Cell-Surface Marker Signatures for the Isolation of Neural Stem Cells, Glia and Neurons Derived from Human Pluripotent Stem Cells

BackgroundNeural induction of human pluripotent stem cells often yields heterogeneous cell populations that can hamper quantitative and comparative analyses. There is a need for improved differentiation and enrichment procedures that generate highly pure populations of neural stem cells (NSC), glia and neurons. One way to address this problem is to identify cell-surface signatures that enable the isolation of these cell types from heterogeneous cell populations by fluorescence activated cell sorting (FACS). Methodology/Principal FindingsWe performed an unbiased FACS- and image-based immunophenotyping analysis using 190 antibodies to cell surface markers on naïve human embryonic stem cells (hESC) and cell derivatives from neural differentiation cultures. From this analysis we identified prospective cell surface signatures for the isolation of NSC, glia and neurons. We isolated a population of NSC that was CD184+/CD271−/CD44−/CD24+ from neural induction cultures of hESC and human induced pluripotent stem cells (hiPSC). Sorted NSC could be propagated for many passages and could differentiate to mixed cultures of neurons and glia in vitro and in vivo. A population of neurons that was CD184−/CD44−/CD15LOW/CD24+ and a population of glia that was CD184+/CD44+ were subsequently purified from cultures of differentiating NSC. Purified neurons were viable, expressed mature and subtype-specific neuronal markers, and could fire action potentials. Purified glia were mitotic and could mature to GFAP-expressing astrocytes in vitro and in vivo. Conclusions/SignificanceThese findings illustrate the utility of immunophenotyping screens for the identification of cell surface signatures of neural cells derived from human pluripotent stem cells. These signatures can be used for isolating highly pure populations of viable NSC, glia and neurons by FACS. The methods described here will enable downstream studies that require consistent and defined neural cell populations.

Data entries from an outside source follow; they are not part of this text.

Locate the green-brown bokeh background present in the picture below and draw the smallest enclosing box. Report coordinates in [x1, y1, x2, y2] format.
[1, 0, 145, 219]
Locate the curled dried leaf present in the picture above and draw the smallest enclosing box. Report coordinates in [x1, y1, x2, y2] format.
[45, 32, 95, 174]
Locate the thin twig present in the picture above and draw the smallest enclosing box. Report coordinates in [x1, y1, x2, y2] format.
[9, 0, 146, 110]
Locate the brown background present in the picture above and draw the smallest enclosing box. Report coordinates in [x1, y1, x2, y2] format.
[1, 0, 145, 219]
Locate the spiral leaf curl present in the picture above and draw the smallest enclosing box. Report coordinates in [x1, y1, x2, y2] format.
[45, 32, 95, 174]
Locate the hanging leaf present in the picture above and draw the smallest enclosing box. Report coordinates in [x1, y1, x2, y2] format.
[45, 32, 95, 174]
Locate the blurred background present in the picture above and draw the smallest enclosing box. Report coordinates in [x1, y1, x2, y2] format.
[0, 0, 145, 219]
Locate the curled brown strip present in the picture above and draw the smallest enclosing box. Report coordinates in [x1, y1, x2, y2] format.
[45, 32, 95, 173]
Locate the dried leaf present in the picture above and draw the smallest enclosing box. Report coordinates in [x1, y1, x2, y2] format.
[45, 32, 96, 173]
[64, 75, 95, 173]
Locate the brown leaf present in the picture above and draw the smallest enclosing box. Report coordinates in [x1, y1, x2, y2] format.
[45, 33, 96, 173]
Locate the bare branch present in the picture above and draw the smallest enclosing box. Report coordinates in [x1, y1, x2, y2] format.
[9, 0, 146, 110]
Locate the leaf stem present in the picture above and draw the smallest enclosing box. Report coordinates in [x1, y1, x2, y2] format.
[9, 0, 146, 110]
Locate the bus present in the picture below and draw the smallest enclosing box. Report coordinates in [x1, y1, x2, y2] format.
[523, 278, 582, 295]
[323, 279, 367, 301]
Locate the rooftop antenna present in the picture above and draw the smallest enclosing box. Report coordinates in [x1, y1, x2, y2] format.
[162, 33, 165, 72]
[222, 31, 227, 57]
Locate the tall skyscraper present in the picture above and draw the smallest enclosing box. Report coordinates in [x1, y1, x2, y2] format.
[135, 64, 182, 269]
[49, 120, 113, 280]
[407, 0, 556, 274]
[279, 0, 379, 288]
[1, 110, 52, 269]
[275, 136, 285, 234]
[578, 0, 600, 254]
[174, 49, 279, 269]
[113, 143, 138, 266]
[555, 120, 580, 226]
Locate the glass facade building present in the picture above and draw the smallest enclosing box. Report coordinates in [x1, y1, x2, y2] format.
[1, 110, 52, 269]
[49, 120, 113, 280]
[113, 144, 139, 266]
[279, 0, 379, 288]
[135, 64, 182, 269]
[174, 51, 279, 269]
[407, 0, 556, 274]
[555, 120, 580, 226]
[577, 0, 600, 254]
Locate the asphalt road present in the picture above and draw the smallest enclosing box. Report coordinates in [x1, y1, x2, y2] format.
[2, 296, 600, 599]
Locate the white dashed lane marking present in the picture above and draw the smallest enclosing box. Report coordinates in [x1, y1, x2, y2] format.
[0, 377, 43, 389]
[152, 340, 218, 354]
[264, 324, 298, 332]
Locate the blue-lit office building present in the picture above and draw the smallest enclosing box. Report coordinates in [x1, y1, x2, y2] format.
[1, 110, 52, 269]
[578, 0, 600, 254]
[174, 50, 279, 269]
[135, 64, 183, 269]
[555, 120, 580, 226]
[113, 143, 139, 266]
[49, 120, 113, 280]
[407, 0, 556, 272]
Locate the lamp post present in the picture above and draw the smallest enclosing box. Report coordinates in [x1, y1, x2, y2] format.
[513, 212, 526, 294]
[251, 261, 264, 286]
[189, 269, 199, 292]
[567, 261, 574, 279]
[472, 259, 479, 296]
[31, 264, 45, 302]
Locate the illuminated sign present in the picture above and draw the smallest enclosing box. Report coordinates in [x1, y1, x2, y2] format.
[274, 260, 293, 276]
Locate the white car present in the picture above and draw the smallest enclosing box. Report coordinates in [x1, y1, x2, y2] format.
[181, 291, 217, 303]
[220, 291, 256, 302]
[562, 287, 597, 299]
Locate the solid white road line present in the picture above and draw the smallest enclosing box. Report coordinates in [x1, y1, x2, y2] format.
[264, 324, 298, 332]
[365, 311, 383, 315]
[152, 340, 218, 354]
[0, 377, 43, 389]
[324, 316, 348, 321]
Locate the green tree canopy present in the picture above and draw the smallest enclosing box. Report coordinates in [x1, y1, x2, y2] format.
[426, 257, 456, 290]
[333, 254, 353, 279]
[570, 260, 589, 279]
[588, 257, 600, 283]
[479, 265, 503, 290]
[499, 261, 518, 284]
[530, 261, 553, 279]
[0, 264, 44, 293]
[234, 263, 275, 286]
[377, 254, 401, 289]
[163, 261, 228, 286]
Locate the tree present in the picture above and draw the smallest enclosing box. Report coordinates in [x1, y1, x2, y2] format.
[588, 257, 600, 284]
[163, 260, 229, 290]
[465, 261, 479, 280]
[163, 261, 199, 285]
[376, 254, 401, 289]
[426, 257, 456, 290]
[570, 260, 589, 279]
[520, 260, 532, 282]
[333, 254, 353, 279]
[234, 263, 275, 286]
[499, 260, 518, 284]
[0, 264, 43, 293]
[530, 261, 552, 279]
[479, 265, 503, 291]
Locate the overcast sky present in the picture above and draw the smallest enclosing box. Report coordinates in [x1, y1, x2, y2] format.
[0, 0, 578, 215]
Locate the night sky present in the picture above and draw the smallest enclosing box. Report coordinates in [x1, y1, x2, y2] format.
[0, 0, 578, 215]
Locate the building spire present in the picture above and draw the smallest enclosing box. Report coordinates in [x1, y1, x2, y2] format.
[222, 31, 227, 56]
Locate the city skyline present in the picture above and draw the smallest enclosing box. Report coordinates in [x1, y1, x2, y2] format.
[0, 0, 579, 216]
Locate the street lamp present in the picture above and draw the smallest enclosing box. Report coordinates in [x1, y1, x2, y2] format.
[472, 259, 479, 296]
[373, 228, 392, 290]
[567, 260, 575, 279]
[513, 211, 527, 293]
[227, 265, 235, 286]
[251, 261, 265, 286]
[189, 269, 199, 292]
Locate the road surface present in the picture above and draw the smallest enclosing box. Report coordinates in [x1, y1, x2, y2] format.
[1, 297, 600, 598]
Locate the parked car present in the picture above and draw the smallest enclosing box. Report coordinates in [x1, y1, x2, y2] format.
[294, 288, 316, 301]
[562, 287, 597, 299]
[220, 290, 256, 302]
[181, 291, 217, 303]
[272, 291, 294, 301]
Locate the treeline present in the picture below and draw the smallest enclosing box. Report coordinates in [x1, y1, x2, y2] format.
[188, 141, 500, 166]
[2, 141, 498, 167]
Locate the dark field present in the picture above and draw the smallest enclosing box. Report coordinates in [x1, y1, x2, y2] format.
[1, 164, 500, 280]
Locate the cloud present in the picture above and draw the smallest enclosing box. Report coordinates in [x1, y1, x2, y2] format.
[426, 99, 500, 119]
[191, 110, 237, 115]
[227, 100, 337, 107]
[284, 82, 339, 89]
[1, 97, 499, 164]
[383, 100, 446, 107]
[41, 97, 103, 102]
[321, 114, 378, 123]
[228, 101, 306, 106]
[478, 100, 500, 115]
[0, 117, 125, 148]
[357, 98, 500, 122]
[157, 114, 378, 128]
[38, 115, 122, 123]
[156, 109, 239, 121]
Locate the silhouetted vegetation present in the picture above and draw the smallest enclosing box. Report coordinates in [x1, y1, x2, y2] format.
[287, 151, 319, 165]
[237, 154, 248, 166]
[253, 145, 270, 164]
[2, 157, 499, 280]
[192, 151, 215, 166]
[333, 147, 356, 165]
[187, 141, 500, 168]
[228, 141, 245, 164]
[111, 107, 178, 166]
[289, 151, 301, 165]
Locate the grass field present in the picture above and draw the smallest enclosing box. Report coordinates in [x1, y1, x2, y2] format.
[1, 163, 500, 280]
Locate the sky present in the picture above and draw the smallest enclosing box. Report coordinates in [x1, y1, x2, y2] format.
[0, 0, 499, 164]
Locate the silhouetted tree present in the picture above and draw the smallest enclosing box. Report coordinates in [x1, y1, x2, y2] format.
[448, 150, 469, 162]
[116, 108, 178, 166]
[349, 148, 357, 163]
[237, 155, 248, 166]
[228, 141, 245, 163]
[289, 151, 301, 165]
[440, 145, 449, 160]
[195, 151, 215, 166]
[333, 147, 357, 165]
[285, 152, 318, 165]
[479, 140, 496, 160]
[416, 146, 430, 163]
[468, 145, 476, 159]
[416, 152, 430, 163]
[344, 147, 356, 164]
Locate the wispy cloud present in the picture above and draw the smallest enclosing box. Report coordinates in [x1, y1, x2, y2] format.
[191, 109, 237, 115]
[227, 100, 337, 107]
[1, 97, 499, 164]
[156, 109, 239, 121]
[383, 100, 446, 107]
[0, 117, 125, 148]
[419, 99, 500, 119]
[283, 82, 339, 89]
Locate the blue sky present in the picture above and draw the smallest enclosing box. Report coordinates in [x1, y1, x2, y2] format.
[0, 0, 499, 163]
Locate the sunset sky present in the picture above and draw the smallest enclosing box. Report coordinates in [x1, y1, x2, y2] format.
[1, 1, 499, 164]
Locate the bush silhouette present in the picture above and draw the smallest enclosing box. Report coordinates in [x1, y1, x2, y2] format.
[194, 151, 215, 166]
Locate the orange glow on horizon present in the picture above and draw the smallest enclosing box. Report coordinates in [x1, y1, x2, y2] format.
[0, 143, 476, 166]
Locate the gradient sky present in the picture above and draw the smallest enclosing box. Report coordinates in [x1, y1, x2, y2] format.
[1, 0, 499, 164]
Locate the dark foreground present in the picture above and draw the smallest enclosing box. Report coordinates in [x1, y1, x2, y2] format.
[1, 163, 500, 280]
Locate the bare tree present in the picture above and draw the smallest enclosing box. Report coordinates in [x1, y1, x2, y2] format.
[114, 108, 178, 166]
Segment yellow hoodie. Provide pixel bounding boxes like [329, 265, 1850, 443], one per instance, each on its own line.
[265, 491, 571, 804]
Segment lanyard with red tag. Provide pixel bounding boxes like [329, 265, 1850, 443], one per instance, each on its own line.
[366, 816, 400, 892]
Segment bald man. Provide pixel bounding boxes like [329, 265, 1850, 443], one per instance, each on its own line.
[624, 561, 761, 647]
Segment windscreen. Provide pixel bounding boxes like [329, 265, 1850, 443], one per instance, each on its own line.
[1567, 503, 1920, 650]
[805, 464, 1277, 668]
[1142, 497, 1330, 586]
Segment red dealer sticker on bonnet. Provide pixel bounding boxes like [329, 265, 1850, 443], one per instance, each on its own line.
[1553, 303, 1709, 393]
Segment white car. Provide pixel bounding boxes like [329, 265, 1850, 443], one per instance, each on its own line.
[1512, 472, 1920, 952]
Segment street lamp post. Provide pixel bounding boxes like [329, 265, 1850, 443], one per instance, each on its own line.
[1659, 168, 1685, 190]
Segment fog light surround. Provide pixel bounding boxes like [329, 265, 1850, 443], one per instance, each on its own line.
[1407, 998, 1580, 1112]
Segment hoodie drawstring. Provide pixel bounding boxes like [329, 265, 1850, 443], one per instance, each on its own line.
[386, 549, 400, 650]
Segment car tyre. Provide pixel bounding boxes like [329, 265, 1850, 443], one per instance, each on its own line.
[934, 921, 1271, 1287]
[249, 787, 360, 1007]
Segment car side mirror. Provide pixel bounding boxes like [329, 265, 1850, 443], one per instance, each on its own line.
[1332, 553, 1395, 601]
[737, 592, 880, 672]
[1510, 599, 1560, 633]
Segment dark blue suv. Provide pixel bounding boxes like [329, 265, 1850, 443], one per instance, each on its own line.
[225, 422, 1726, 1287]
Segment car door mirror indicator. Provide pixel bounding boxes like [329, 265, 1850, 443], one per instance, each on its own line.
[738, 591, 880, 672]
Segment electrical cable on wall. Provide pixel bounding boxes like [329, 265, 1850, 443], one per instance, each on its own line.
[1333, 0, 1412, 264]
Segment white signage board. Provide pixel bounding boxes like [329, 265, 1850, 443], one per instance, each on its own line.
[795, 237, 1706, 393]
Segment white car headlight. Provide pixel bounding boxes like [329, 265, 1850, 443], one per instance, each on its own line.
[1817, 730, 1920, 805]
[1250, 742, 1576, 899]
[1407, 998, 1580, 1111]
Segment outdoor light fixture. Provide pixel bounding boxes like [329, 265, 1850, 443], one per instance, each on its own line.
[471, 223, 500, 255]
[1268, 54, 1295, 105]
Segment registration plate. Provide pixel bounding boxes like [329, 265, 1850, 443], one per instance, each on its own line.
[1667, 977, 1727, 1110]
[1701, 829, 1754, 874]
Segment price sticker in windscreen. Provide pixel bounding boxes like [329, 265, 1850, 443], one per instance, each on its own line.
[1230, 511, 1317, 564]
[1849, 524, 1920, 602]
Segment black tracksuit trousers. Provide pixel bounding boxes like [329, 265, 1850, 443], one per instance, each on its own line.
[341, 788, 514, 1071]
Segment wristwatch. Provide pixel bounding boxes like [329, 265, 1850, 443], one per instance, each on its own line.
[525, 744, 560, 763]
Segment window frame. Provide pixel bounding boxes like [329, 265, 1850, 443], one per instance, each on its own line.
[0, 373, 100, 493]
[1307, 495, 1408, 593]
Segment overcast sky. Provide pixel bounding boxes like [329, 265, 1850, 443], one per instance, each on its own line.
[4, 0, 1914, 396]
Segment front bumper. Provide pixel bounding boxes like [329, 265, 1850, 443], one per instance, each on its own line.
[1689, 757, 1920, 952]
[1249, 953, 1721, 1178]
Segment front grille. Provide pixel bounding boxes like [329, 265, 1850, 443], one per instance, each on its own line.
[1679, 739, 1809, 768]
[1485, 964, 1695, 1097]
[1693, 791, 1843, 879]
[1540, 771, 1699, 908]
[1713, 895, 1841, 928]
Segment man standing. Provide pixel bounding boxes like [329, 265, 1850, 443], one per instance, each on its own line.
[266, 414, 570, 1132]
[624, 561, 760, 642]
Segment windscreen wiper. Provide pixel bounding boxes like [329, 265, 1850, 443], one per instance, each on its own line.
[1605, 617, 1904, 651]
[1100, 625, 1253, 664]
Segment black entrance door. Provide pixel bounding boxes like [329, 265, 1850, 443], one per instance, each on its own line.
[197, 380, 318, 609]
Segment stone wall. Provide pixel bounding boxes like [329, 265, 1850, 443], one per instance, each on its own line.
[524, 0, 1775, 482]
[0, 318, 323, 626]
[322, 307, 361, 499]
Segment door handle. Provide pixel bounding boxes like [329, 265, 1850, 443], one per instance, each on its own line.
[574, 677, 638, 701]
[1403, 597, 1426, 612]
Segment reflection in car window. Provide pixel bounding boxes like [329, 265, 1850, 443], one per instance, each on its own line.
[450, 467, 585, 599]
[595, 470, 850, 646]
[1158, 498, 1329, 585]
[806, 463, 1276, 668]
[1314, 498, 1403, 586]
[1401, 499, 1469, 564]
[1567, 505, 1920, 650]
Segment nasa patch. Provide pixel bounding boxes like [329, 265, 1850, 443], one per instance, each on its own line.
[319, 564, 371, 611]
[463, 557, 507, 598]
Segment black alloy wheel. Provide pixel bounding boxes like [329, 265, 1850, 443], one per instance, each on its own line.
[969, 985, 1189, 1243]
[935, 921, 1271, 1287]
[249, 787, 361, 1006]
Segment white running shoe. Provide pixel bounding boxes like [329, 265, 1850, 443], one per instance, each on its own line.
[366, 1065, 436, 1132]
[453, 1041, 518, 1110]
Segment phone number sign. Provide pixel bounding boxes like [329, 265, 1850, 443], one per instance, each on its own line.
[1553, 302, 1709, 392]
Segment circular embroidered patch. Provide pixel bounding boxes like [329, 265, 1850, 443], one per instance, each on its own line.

研究背景：人类多能干细胞的神经诱导过程通常会产生异质性细胞群体，这会干扰定量与比较分析。当前亟需优化的分化与富集流程，以获取高纯度的神经干细胞（NSC）、胶质细胞与神经元群体。解决该问题的一种思路是筛选细胞表面标志物组合，从而通过荧光激活细胞分选术（FACS）从异质性细胞群体中分离目标细胞类型。 方法与研究结果：我们针对未成熟人类胚胎干细胞（hESC）以及神经分化培养体系中的细胞衍生物，使用190种细胞表面标志物抗体开展了无偏倚的基于FACS与成像的免疫表型分析。通过该分析，我们鉴定出可用于分离NSC、胶质细胞与神经元的潜在细胞表面标志物组合。我们从hESC与人类诱导多能干细胞（hiPSC）的神经诱导培养物中，分离得到了CD184+/CD271−/CD44−/CD24+的NSC群体。经分选的NSC可多次传代扩增，并能在体外与体内分化为神经元与胶质细胞的混合培养体系。随后，我们从分化中的NSC培养物中分别纯化得到CD184−/CD44−/CD15LOW/CD24+的神经元群体，以及CD184+/CD44+的胶质细胞群体。纯化后的神经元具有活性，表达成熟神经元及亚型特异性标志物，并可产生动作电位；纯化后的胶质细胞具有增殖活性，可在体外与体内分化为表达胶质纤维酸性蛋白（GFAP）的星形胶质细胞。 结论与意义：本研究证实了免疫表型筛选在鉴定人类多能干细胞来源神经细胞表面标志物组合中的应用价值。此类标志物组合可通过FACS分离得到高纯度的活性NSC、胶质细胞与神经元群体。本文所述方法可支持后续需要标准化、明确神经细胞群体的相关研究。